Per i bovini non esiste normativa specifica, come per le vacche, ma la possibilità di etichettatura volontaria per benessere animale e tipologia di allevamento.
PROVENIENZA e BIOLOGICO
Per quanto riguarda l’etichettatura dei prodotti di origine animale, ciò che obbligatoriamente deve essere indicato sono invece l’origine, il luogo di allevamento e di macellazione dei bovini. L’obbligatorietà di indicazione per quanto riguarda il luogo di allevamento e macellazione, ma non di origine, è stata recentemente estesa anche a suini, ovini, caprini e volatili. Nessuna indicazione obbligatoria è prevista invece per l’origine di conigli, cavalli, carni di maiale trasformate in salumi e prodotti a base di carne.
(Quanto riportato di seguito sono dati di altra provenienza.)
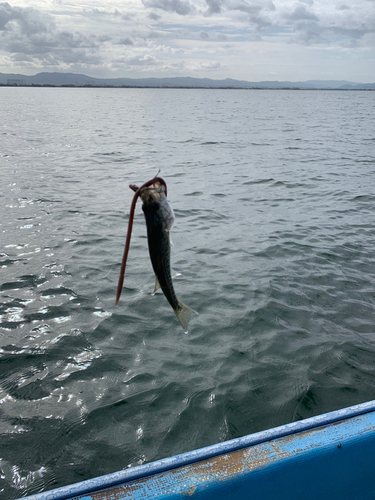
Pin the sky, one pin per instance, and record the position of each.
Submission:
(253, 40)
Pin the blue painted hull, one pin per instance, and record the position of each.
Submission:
(331, 456)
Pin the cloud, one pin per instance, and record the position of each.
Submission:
(301, 13)
(214, 7)
(166, 37)
(26, 31)
(154, 16)
(181, 7)
(125, 41)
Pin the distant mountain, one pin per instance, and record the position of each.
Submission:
(78, 80)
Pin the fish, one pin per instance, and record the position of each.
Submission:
(159, 218)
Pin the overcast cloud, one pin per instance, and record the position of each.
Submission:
(243, 39)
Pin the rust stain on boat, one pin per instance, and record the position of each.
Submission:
(207, 472)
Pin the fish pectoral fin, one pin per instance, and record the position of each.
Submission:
(157, 285)
(184, 314)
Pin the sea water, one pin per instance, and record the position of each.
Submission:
(274, 197)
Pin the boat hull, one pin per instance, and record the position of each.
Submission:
(331, 456)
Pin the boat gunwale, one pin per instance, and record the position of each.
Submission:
(142, 471)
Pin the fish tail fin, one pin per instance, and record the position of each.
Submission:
(184, 314)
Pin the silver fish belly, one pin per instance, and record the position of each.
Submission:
(159, 220)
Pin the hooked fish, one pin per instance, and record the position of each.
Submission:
(159, 220)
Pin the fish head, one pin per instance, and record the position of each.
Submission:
(152, 194)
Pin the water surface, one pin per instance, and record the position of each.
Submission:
(273, 193)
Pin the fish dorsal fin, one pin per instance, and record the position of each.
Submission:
(157, 285)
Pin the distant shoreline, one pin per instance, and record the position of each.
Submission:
(35, 85)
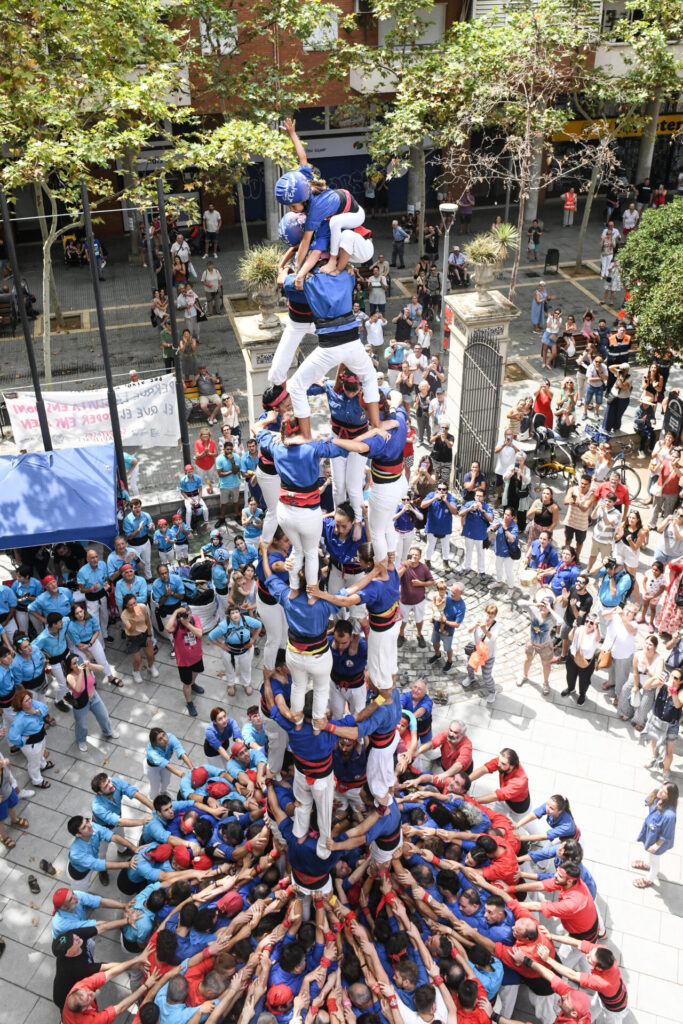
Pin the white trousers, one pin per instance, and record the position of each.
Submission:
(269, 484)
(382, 656)
(355, 697)
(348, 476)
(474, 546)
(316, 365)
(96, 654)
(272, 616)
(431, 545)
(345, 222)
(189, 506)
(305, 669)
(303, 526)
(291, 339)
(381, 510)
(35, 760)
(278, 740)
(403, 544)
(322, 794)
(380, 768)
(242, 670)
(505, 570)
(100, 608)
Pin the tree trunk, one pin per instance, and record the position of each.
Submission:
(47, 258)
(587, 213)
(243, 216)
(648, 139)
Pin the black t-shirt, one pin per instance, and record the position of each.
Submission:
(70, 970)
(584, 603)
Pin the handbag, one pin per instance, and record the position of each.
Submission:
(605, 659)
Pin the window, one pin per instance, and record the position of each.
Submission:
(323, 33)
(218, 38)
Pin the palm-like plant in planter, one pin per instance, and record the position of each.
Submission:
(486, 253)
(258, 270)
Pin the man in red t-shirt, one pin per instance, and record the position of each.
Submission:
(81, 1006)
(513, 783)
(613, 483)
(456, 749)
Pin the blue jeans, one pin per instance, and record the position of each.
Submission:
(98, 709)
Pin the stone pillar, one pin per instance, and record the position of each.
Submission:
(257, 346)
(272, 213)
(478, 351)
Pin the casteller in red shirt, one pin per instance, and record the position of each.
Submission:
(460, 751)
(91, 1015)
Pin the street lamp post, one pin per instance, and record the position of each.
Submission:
(447, 211)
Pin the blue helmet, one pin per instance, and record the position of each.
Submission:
(291, 227)
(293, 187)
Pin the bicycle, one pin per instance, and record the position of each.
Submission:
(627, 474)
(557, 462)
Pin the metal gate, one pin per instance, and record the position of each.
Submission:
(479, 402)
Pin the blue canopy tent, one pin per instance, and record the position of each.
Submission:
(69, 495)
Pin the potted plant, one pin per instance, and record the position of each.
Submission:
(486, 253)
(258, 269)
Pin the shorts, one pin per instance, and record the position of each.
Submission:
(228, 495)
(571, 534)
(544, 650)
(6, 805)
(444, 639)
(138, 642)
(417, 609)
(185, 671)
(206, 398)
(603, 548)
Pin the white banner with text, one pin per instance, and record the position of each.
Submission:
(147, 414)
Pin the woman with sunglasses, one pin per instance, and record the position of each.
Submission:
(635, 696)
(581, 659)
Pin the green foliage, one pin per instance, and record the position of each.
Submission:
(651, 263)
(258, 267)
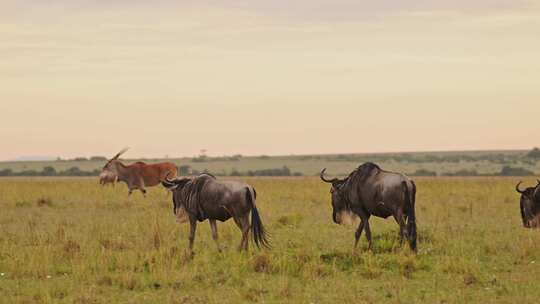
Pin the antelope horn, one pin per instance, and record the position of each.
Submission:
(517, 188)
(327, 180)
(120, 153)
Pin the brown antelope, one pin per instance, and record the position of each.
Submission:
(138, 175)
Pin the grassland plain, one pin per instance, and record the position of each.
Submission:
(68, 240)
(483, 162)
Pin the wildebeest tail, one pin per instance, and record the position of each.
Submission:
(410, 197)
(257, 229)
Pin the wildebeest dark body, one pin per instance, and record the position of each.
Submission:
(368, 191)
(204, 197)
(529, 205)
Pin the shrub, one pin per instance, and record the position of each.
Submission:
(6, 172)
(184, 170)
(534, 153)
(48, 171)
(515, 171)
(424, 172)
(98, 158)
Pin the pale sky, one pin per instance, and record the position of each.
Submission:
(82, 78)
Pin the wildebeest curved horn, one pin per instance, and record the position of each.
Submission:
(517, 188)
(327, 180)
(120, 153)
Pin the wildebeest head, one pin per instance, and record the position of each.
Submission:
(341, 210)
(173, 184)
(529, 205)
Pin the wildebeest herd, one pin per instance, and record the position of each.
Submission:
(367, 191)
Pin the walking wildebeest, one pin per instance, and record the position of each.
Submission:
(139, 175)
(368, 191)
(529, 205)
(204, 197)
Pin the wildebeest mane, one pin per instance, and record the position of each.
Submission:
(360, 174)
(189, 191)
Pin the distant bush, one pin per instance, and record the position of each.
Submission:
(98, 158)
(6, 172)
(283, 171)
(48, 171)
(515, 171)
(462, 173)
(184, 170)
(424, 172)
(534, 153)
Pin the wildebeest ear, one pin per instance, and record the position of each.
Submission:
(169, 185)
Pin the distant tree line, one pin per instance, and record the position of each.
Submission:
(505, 171)
(182, 171)
(51, 171)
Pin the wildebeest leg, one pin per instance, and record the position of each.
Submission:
(368, 232)
(213, 227)
(243, 224)
(193, 228)
(358, 233)
(401, 221)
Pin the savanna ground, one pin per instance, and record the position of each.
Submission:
(72, 241)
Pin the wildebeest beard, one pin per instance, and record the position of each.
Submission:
(188, 196)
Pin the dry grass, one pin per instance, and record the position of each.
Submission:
(72, 241)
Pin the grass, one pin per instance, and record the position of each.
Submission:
(309, 165)
(71, 241)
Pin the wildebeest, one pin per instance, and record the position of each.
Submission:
(139, 175)
(368, 191)
(529, 205)
(204, 197)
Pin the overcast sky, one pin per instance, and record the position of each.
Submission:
(81, 78)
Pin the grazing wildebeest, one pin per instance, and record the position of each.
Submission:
(368, 191)
(204, 197)
(107, 177)
(529, 204)
(139, 175)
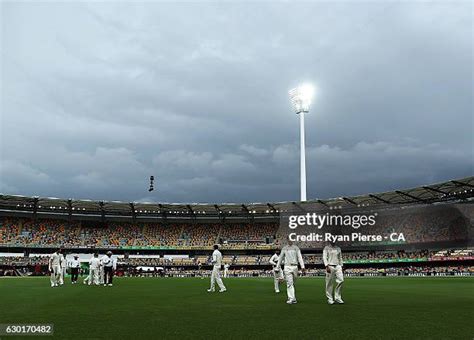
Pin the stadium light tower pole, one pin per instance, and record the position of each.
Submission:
(301, 98)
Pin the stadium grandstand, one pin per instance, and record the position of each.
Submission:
(160, 239)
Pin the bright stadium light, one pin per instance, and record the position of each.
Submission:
(301, 98)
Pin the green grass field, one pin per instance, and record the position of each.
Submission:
(135, 308)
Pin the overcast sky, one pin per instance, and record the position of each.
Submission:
(96, 97)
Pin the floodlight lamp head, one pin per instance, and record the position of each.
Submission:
(301, 98)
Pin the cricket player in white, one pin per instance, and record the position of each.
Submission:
(226, 270)
(332, 258)
(290, 256)
(63, 269)
(216, 271)
(54, 267)
(101, 272)
(94, 267)
(277, 273)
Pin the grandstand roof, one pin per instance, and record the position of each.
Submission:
(461, 189)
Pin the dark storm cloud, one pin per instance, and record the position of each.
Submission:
(97, 97)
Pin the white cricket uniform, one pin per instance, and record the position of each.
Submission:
(277, 273)
(94, 267)
(216, 270)
(55, 268)
(332, 258)
(63, 269)
(74, 264)
(101, 271)
(226, 270)
(290, 256)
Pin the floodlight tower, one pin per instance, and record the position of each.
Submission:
(301, 98)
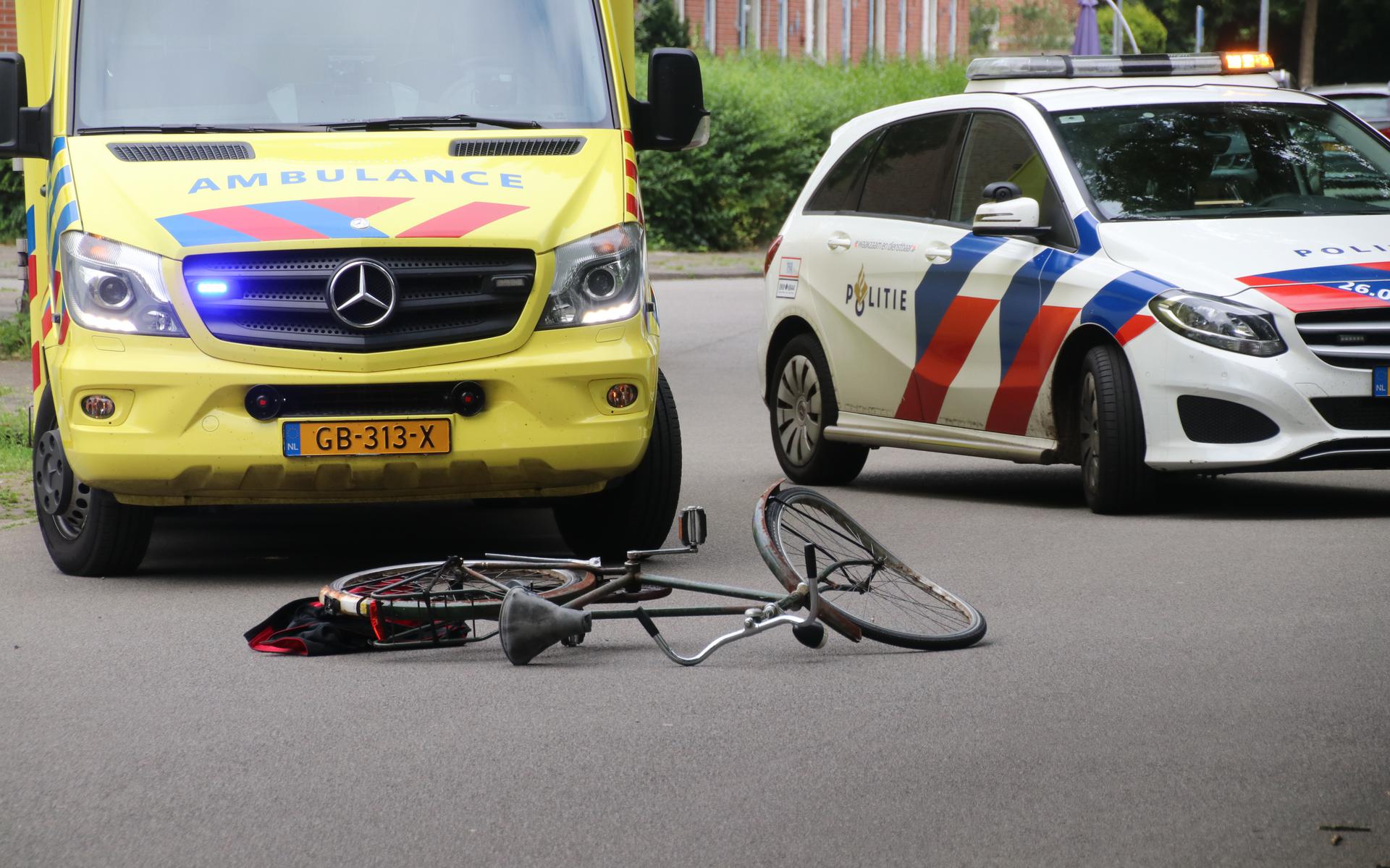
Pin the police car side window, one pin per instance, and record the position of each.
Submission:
(998, 149)
(840, 188)
(911, 173)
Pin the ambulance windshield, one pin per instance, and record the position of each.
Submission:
(305, 63)
(1182, 161)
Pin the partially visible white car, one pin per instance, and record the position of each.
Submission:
(1139, 265)
(1368, 102)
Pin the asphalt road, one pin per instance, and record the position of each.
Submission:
(1205, 686)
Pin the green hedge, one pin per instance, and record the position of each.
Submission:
(772, 120)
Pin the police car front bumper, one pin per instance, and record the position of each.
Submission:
(1289, 389)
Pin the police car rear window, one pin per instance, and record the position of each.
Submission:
(840, 188)
(1202, 160)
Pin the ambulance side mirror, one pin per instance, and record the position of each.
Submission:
(673, 116)
(24, 132)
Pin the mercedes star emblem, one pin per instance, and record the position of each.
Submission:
(362, 294)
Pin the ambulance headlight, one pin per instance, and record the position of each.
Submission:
(598, 279)
(114, 287)
(1219, 323)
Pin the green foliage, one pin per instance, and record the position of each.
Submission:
(660, 27)
(1231, 24)
(985, 21)
(1148, 31)
(772, 122)
(1037, 27)
(14, 336)
(14, 454)
(12, 203)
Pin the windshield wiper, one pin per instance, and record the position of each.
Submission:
(1254, 212)
(187, 128)
(452, 120)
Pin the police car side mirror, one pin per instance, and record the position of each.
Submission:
(24, 132)
(673, 116)
(1011, 217)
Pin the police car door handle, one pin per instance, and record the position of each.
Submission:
(838, 241)
(938, 252)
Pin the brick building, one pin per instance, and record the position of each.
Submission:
(827, 30)
(833, 31)
(7, 42)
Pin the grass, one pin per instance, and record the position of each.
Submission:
(16, 500)
(14, 336)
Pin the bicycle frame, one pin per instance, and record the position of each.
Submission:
(613, 584)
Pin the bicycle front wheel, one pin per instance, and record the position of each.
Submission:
(801, 533)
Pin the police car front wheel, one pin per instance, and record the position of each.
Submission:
(1111, 436)
(802, 405)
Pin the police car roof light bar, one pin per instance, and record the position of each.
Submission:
(1104, 66)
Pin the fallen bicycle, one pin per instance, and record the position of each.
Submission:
(833, 573)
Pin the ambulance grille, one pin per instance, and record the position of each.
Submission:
(1347, 338)
(516, 148)
(170, 153)
(279, 298)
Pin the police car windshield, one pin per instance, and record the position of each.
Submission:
(295, 63)
(1181, 161)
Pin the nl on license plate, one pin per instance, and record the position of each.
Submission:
(367, 437)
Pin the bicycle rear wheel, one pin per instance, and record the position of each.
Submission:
(886, 599)
(442, 591)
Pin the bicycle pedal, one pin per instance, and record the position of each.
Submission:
(811, 635)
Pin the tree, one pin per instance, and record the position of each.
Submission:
(1148, 31)
(660, 27)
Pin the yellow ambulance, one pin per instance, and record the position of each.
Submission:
(341, 250)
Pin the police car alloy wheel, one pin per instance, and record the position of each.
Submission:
(801, 407)
(1111, 436)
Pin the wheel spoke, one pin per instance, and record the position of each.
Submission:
(882, 593)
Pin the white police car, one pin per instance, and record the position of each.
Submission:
(1136, 265)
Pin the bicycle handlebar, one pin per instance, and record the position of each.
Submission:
(755, 620)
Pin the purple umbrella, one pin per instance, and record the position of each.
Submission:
(1087, 33)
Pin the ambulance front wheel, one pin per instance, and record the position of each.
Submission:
(87, 531)
(802, 405)
(639, 510)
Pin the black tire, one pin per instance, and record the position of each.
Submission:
(639, 510)
(887, 600)
(1111, 427)
(93, 534)
(801, 407)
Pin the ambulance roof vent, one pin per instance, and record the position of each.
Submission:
(518, 148)
(163, 152)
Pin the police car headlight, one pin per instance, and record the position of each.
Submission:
(1219, 323)
(598, 279)
(114, 287)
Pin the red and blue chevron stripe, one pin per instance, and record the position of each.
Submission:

La produzione biologica e l’etichettatura dei prodotti biologici sono regolamentate a livello europeo. La legge richiede il marchio UE in etichetta per i prodotti di origine comunitaria che contengano almeno il 95% di ingredienti biologici.
LA BATTAGLIA PER L’ETICHETTATURA OBBLIGATORIA
L’etichettatura secondo il metodo di allevamento è di fatto obbligatoria a livello europeo dal 2004 solamente per le uova. E’ per questo che da anni molte associazioni che si battono per la tutela del benessere animale, ma anche dei consumatori, chiedono all’Europa una presa di posizione a favore dell’etichettatura obbligatoria per tipologia di allevamento anche per tutti gli altri prodotti. “I cittadini chiedono insieme a noi un’etichettatura secondo il metodo di allevamento per avere finalmente la possibilità, da consumatori, di scegliere un’alternativa più etica e sostenibile, senza rischiare di essere preda di comunicazioni fuorvianti”, spiega Annamaria Pisapia, direttrice di Ciwf Italia, associazione che si occupa di promuovere pratiche di allevamento rispettose del benessere degli animali. Il perché è chiaro: fino a quando l’etichettatura secondo il metodo di allevamento rimane volontaria, è verosimile che solo i prodotti ottenuti secondo standard più elevati di benessere animale saranno etichettati. “Per garantire che la carne allevata in modo intensivo sia identificata come tale, è necessaria un’etichettatura obbligatoria”, ribadisce Pisapia. “I consumatori hanno un grande potere, quello di influenzare con le loro scelte il metodo di produzione, migliorando così la vita di milioni di animali”.
* i dati sono riconducibili a statistiche elaborate da Ciwf Italia. Nel caso del numero di galline l’elaborazione è condotta su dati della Direzione Generale Agricoltura dell’Unione Europea.